Outlook for China trade growth positive but losing momentum, new index finds
The inaugural DHL Global Trade Barometer predicts a decline in seaborne trade as raw materials imports fall, but continued strength in air freight for exported goods
The outlook for trade growth in China remains positive but the country’s exports and imports are losing momentum, with seaborne trade set for a decline owing to a reduced appetite for industrial raw materials, a new index has found.
The inaugural DHL Global Trade Barometer, launched this month by the air cargo company and consulting firm Accenture, predicted high growth rates in Chinese airborne trade, particularly for exports of consumer goods.
The survey’s overall trade index, which is based on import and export data for a number of commodities in seven countries, stood at 59 for China in January, the lowest among the seven – the other six being the US, Germany, South Korea, India, Japan and the United Kingdom. A reading above 50 signals growth while one below indicates a contraction.
The China index was down from a reading of 63 in December, which was calculated for reference purposes based on the same criteria and which indicated a loss of momentum.
“With China’s economy shifting towards a more consumption- and service-driven model, it’s no surprise that the growth outlook for ocean freight is significantly lower than before,” said Kelvin Leung, chief executive of DHL’s Asia-Pacific forwarding business.

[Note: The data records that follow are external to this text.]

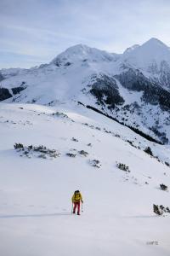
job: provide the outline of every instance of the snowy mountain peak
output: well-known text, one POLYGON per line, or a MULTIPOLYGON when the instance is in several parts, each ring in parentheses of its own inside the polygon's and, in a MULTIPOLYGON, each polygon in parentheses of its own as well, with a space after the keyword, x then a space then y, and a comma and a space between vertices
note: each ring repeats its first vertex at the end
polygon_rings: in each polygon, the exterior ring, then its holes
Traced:
POLYGON ((162 61, 170 64, 170 50, 162 41, 150 38, 133 50, 126 51, 123 59, 126 62, 145 71, 153 65, 160 70, 162 61))
POLYGON ((129 53, 131 52, 132 50, 135 49, 136 48, 139 47, 140 45, 139 44, 134 44, 131 47, 128 47, 127 48, 127 49, 125 49, 125 51, 123 52, 123 54, 127 54, 127 53, 129 53))
POLYGON ((77 61, 110 61, 114 60, 114 54, 110 54, 96 48, 91 48, 85 44, 76 44, 57 55, 51 63, 60 66, 77 61))

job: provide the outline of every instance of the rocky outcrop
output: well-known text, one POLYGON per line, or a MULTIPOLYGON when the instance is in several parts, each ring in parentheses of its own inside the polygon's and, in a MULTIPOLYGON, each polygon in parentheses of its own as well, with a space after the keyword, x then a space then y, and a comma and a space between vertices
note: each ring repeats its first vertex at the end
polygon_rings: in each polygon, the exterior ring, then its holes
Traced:
POLYGON ((116 80, 104 74, 96 78, 95 82, 91 84, 90 93, 96 97, 99 105, 106 105, 110 109, 124 102, 116 80))

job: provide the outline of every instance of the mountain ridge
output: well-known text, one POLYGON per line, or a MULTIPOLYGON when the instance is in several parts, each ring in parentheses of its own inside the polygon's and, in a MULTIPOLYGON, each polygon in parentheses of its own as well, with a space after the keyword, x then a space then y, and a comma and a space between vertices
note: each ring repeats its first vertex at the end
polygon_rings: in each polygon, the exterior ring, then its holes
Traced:
POLYGON ((1 70, 0 100, 43 105, 81 102, 168 143, 169 62, 169 48, 156 38, 122 55, 77 44, 49 64, 12 69, 12 73, 1 70), (150 65, 154 50, 156 60, 150 65), (168 53, 168 61, 162 50, 168 53), (144 68, 140 64, 148 60, 144 68))

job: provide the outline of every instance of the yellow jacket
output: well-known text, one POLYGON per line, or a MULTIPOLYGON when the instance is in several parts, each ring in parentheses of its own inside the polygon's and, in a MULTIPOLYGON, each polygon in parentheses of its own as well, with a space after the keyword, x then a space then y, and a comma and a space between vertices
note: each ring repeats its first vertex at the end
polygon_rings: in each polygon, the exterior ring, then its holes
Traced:
POLYGON ((79 201, 83 202, 82 196, 80 192, 75 192, 72 195, 72 202, 75 203, 79 201))

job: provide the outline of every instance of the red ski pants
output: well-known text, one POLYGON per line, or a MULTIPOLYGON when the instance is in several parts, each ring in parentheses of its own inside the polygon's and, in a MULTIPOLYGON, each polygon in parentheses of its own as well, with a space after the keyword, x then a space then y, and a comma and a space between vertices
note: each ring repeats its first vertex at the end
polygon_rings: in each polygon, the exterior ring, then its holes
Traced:
POLYGON ((77 207, 77 213, 80 214, 80 201, 78 201, 78 202, 74 202, 73 213, 76 212, 76 207, 77 207))

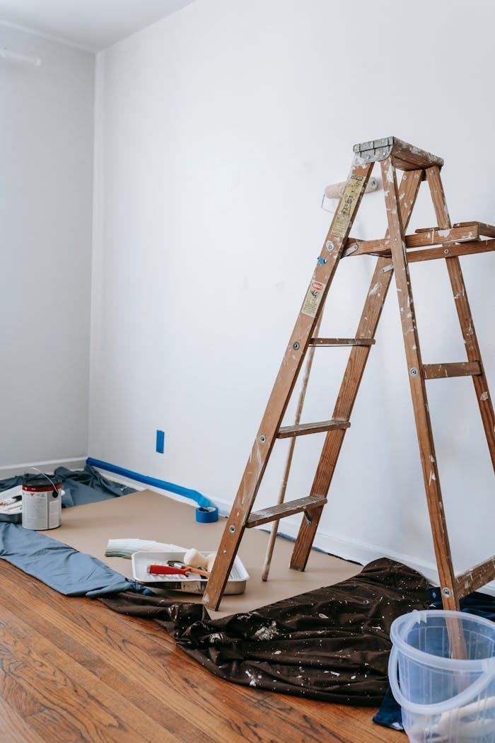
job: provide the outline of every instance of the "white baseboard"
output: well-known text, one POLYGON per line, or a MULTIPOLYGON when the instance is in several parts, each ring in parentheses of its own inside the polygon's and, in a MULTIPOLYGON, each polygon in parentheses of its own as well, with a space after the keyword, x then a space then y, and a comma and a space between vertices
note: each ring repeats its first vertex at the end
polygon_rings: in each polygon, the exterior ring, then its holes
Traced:
POLYGON ((69 459, 50 460, 42 462, 24 462, 19 464, 5 464, 0 467, 0 479, 8 477, 16 477, 24 475, 27 471, 33 471, 33 468, 41 470, 51 474, 58 467, 65 467, 68 470, 82 470, 86 462, 87 456, 72 457, 69 459))
MULTIPOLYGON (((96 469, 99 470, 97 467, 96 469)), ((119 482, 130 487, 134 487, 137 490, 151 490, 154 493, 160 493, 160 495, 166 496, 173 500, 188 503, 190 505, 193 504, 193 502, 189 499, 183 498, 168 490, 154 487, 150 487, 149 486, 143 485, 142 483, 137 482, 137 481, 132 480, 130 478, 115 475, 113 473, 108 473, 104 470, 99 470, 99 471, 105 477, 114 480, 115 482, 119 482)), ((232 504, 228 503, 226 501, 218 500, 218 499, 210 499, 210 500, 217 506, 220 516, 227 516, 229 515, 232 504)), ((196 504, 194 504, 196 505, 196 504)), ((295 539, 299 531, 300 524, 301 521, 297 516, 284 519, 282 522, 282 527, 279 528, 278 533, 281 536, 295 539)), ((270 525, 269 524, 257 527, 257 528, 263 531, 269 531, 270 525)), ((388 557, 390 559, 396 560, 402 565, 407 565, 408 567, 417 571, 432 585, 439 585, 439 574, 435 563, 419 559, 413 555, 404 554, 401 552, 396 552, 393 550, 387 550, 383 547, 368 542, 345 539, 337 534, 324 531, 321 529, 318 530, 316 533, 313 546, 318 550, 321 550, 323 552, 326 552, 327 554, 334 555, 336 557, 340 557, 341 559, 349 560, 352 562, 357 562, 358 565, 367 565, 368 562, 372 562, 373 560, 379 559, 381 557, 388 557)), ((490 596, 495 596, 495 581, 479 590, 482 593, 488 594, 490 596)))

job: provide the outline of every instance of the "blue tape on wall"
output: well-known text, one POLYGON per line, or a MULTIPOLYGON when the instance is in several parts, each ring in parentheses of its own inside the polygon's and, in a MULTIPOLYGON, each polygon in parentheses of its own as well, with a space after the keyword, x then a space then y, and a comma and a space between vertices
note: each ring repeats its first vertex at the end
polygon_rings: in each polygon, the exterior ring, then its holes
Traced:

“China’s push to raise higher-quality global exports and domestic consumer spending are having the desired effect on trade and future economic development.”
The survey could add to concerns over China’s economic outlook, especially as trade frictions rise between China and the US, where President Donald Trump has been taking aim at what he sees as China’s unfair trade practices and policies.
In the survey, China’s ocean trade index dropped 7 points from the December calculated value to 52, while that for air trade stood at 70, the same as the calculated December figure. By commodity, the index for basic raw materials was 53 in January from December’s 52, but industrial raw materials fell to 42 from 57. The hi-tech index dropped to 60 from 67.
Still, DHL said China’s efforts to move its products up the value chain and the transition into a consumer-driven economy bode well for the long-term outlook.
Official Chinese figures showed that exports and imports rose 14.2 per cent year on year in 2017, the first time they had grown since 2015. Total exports and imports were worth 27.79 trillion yuan (US$4.4 trillion) last year, while the country’s trade surplus hit 2.87 trillion yuan.
DHL also played down fears of a trade war as tensions rise between the US and China.
“I don’t believe protectionism will succeed,” said Oliver Wegner, a senior development manager with DHL.